Une première à guichets fermés, hier soir, pour le spectacle Kurios qui est de retour dans le Vieux-Port de Montréal, dix ans après sa création. Cette mise en scène du Québécois Michel Laprise qui a, notamment, travaillé avec Madonna pour sa tournée MDNA en 2012, se distingue des autres créations présentées sous le chapiteau du Cirque du Soleil. Le personnage central de Kurios, un énigmatique chercheur, nous entraîne dans son cabinet de curiosités, ce qui devient le prétexte à un environnement scénique unique, comme si Jules Verne venait à la rencontre de Thomas Edison dans une réalité alternative, hors du temps!
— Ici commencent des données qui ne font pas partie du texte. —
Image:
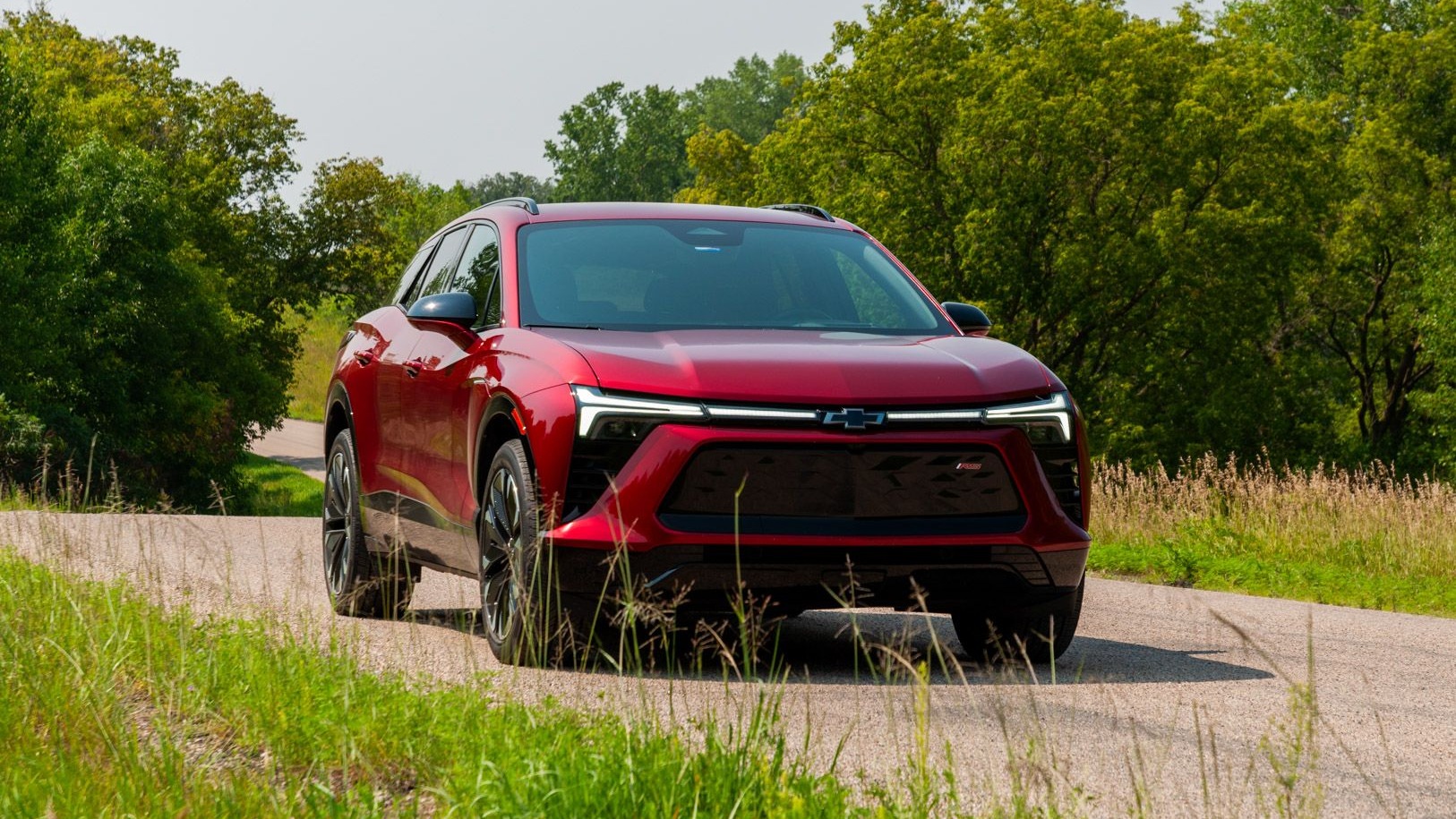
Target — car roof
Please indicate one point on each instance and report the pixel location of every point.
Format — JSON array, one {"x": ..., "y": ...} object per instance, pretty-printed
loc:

Si les numéros ne sont pas tous époustouflants, la grande originalité de ce spectacle nous tient en haleine durant plus de deux heures, où l’on retrouve son coeur d’enfant.
Comique
Parmi les trouvailles de Kurios, il y a ce numéro de cirque invisible qui provoque des éclats de rire chez les petits et les grands. À l’aide d’accessoires qui bougent, on devine les prouesses d’une dizaine d’artistes circassiens, sans les voir! Parmi ces êtres improbables, il y a même un lion prénommé Felipe.
Lors de la création de Kurios, c’était le Québécois David-Alexandre Després qui portait ce moment de «Cirque invisible» sur scène, ainsi que l’hilarant numéro du chat, qu’il avait lui-même conçu, avec l’aide de Michel Courtemanche. Monsieur Després n’est plus de la troupe mais, ses successeurs ont visiblement bien saisi les rouages de son sens du comique irrésistible!
Autre moment mémorable de Kurios: «Le monde inversé». On y voit des personnages prendre part à un repas, alors que la même scène se déroule au sommet du chapiteau, où tout est inversé! Les convives juchés au plafond, la tête en bas, semblent d’ailleurs très à l’aise dans cette posture pourtant inquiétante! Hallucinant!
Défier les lois de l’équilibre
Plusieurs prouesses acrobatiques nous laissent bouche-bée, dont le numéro de rola bola qui vient clore la première partie de la soirée. Comment le Colombien James Gonzales arrive-t-il à maintenir son équilibre en grimpant à une structure plutôt chambranlante de cylindres et de planches? Les spectateurs l’observent assis sur le bout de leur siège jusqu’au derniers instants de cette performance au dénouement électrisant!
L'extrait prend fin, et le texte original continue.